A couple of weeks ago I bought some nipple tassels. I had just had my chemo port removed and felt this signified the end of my treatment. What better way to celebrate than shaking what was left of my tits? I am so grateful that I still have them. One is missing a chunk and is a bit misshapen but WHO CARES? I’m thrilled to be alive and feel healthy. I want to dance and shake my tits and I’m lucky enough to still have some to shake so let’s go!
This time last year tassel-twirling was not even close to entering my thoughts as I prepared for a second surgery on my right breast. I had been relieved to find out I didn’t need a mastectomy. The lump could be removed and the surgeon told me he expected my breast would look quite good afterwards. When the dressing came off I discovered to my relief he was right. My boob looked okay. It certainly looked like something had happened to it, but it wasn’t horrifically deformed and the scar was as neat as can be. What more can you want?
Then came the phone call that some lab results suggested that not enough tissue had been taken. I would need another surgery. I was fine with that until the surgeon apologetically informed me that my breast would not look so good after the second one. After having been worried about how it would look, followed by the relief that it was okay, this was a cruel blow. Turns out after the second surgery the formerly neat scar was not so neat and the dip in the breast was more pronounced, but it still wasn’t a disaster and I still had a boob – which is important to me.
‘Oh well, better a breast than your life.’ This was the standard answer I received from others when I would express my apprehension at the prospect of losing a breast. On one level it’s true. Yes, it’s better to go through life missing a breast than not to have the opportunity to go through life at all. It is fortunate that breasts are among the less essential organs in the human system. However I still find the idea of losing a breast, or having it mutilated, disturbing.
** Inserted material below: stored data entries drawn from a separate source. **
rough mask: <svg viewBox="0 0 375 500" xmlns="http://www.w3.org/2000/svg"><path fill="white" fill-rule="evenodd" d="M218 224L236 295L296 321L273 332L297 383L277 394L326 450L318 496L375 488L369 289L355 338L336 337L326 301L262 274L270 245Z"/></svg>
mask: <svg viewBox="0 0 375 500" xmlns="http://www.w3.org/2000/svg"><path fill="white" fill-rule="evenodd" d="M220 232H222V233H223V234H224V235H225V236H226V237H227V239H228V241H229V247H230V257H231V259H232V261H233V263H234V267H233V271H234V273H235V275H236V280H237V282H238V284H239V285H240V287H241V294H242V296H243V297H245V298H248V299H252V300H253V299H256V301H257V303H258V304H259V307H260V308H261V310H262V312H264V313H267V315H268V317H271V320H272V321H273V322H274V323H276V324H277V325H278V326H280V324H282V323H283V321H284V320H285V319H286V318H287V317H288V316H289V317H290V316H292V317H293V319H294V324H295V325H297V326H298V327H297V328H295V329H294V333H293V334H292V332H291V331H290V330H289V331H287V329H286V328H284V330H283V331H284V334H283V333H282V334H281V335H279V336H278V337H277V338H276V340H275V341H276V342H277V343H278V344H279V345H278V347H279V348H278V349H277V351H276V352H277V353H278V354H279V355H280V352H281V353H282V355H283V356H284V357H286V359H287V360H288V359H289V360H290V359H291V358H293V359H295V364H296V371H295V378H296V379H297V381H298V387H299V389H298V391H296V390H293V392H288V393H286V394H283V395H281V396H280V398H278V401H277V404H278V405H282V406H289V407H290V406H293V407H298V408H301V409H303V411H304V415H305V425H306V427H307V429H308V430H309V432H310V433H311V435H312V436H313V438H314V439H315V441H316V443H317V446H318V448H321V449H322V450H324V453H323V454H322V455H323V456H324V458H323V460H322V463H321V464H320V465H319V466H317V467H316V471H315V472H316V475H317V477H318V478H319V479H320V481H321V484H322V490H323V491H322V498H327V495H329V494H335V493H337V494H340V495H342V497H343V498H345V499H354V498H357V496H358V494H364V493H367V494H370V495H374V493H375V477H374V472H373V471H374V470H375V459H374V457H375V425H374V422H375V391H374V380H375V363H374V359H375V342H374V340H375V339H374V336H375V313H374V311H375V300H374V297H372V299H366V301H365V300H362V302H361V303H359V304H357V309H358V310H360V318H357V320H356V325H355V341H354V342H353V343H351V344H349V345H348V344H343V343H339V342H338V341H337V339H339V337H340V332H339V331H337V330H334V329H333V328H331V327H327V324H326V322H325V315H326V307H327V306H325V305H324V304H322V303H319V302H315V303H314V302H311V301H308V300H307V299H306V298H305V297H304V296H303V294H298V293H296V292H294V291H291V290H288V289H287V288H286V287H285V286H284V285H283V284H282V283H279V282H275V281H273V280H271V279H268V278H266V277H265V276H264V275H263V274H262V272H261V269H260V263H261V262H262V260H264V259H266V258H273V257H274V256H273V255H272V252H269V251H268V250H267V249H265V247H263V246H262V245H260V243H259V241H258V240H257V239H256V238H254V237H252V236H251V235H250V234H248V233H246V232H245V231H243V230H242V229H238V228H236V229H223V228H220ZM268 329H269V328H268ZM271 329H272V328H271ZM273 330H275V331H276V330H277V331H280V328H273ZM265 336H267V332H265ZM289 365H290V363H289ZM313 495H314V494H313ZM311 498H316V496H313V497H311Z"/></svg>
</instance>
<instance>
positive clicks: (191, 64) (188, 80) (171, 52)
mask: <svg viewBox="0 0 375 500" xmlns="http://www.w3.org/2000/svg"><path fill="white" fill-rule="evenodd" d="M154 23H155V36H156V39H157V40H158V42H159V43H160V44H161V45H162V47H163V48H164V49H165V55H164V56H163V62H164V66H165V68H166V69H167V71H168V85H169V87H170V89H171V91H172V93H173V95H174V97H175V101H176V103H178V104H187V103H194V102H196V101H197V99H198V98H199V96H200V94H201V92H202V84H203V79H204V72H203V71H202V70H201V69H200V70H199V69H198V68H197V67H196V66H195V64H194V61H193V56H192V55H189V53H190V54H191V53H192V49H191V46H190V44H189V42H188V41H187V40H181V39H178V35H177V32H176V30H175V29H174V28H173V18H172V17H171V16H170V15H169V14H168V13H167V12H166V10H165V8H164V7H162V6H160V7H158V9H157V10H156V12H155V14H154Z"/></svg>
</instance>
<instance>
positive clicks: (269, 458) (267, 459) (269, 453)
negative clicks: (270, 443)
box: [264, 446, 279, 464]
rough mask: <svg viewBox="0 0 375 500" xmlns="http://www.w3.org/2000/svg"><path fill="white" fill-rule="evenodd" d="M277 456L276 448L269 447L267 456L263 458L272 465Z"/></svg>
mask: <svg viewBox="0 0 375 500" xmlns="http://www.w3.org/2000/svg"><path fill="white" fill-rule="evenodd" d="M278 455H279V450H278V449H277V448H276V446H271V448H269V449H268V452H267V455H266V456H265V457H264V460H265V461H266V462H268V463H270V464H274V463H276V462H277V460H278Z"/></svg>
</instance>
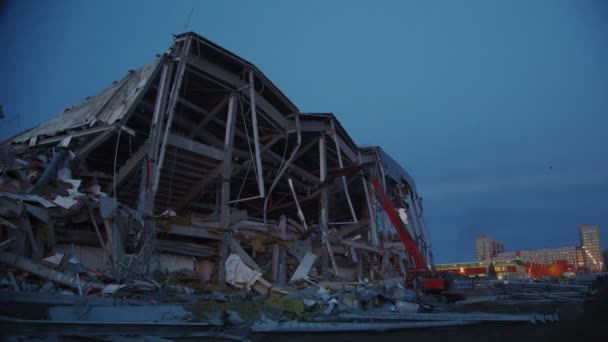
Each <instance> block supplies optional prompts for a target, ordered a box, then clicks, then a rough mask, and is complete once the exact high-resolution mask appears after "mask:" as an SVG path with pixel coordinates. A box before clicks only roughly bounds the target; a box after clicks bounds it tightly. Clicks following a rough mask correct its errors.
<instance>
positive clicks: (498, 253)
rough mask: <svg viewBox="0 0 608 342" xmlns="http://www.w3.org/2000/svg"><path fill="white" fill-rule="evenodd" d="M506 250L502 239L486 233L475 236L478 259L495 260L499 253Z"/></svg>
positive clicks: (476, 251)
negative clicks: (497, 239)
mask: <svg viewBox="0 0 608 342" xmlns="http://www.w3.org/2000/svg"><path fill="white" fill-rule="evenodd" d="M504 251H505V246H504V244H503V243H502V241H498V240H494V239H492V238H489V237H487V236H484V235H480V236H477V237H476V238H475V252H476V254H477V261H490V260H493V259H494V258H495V257H496V256H497V255H498V254H500V253H503V252H504Z"/></svg>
And I find the cavalier attitude to breasts, that some people display, puzzling to say the least. Because they are seen by many as nothing but ornaments, heaven help the person who has the nerve to attempt to use them for their actual biological purpose of feeding an infant. Or showing a nipple in even the most innocent of contexts – but I won’t get started on that.
So if boobs are nothing but fashion accessories, playthings and status symbols, it would follow that being concerned about losing one to cancer is nothing but frivolous vanity. Besides, you can have a ‘reconstruction’ and everything will be fine again. Now this sounds strange, but the reason I want to keep my boobs is that they seem to be a part of my emotional hardware. I mean, I feel emotions in my boobs. I get different physical sensations according to my different emotional states. The most pronounced sensations accompany the traditional heart-chakra related emotions of joy, grief, compassion and all sorts of lovey-wuvvy smushy stuff. I’m not sure how the experience of being all smushy would feel if I didn’t have breasts to feel it in. It’s possible that without physical breasts present there would be an etheric equivalent remaining, but I’m not in a hurry to test that theory.
This is why, in my mind, it is not really possible to ‘reconstruct’ a breast. Shoving a bag of silicone under your skin where your breast used to be is not truly reconstructing it. Never in my life have I considered cosmetic breast surgery. Admittedly my breasts have always looked acceptable from a conventional point of view, but then so do the breasts of many people who seek surgical enhancements. I’m not saying seeking cosmetic surgery is bad or that I would never under any circumstances do it. I’m just saying that there are other concerns as well as how breasts look superficially – important concerns that don’t seem to be commonly acknowledged or addressed.
So tell me, is it just me? Or do other people feel emotions in their boobs? Has consumer culture minimised the emotional functionality of boobs and convinced us that boobs serve no purpose but to look good?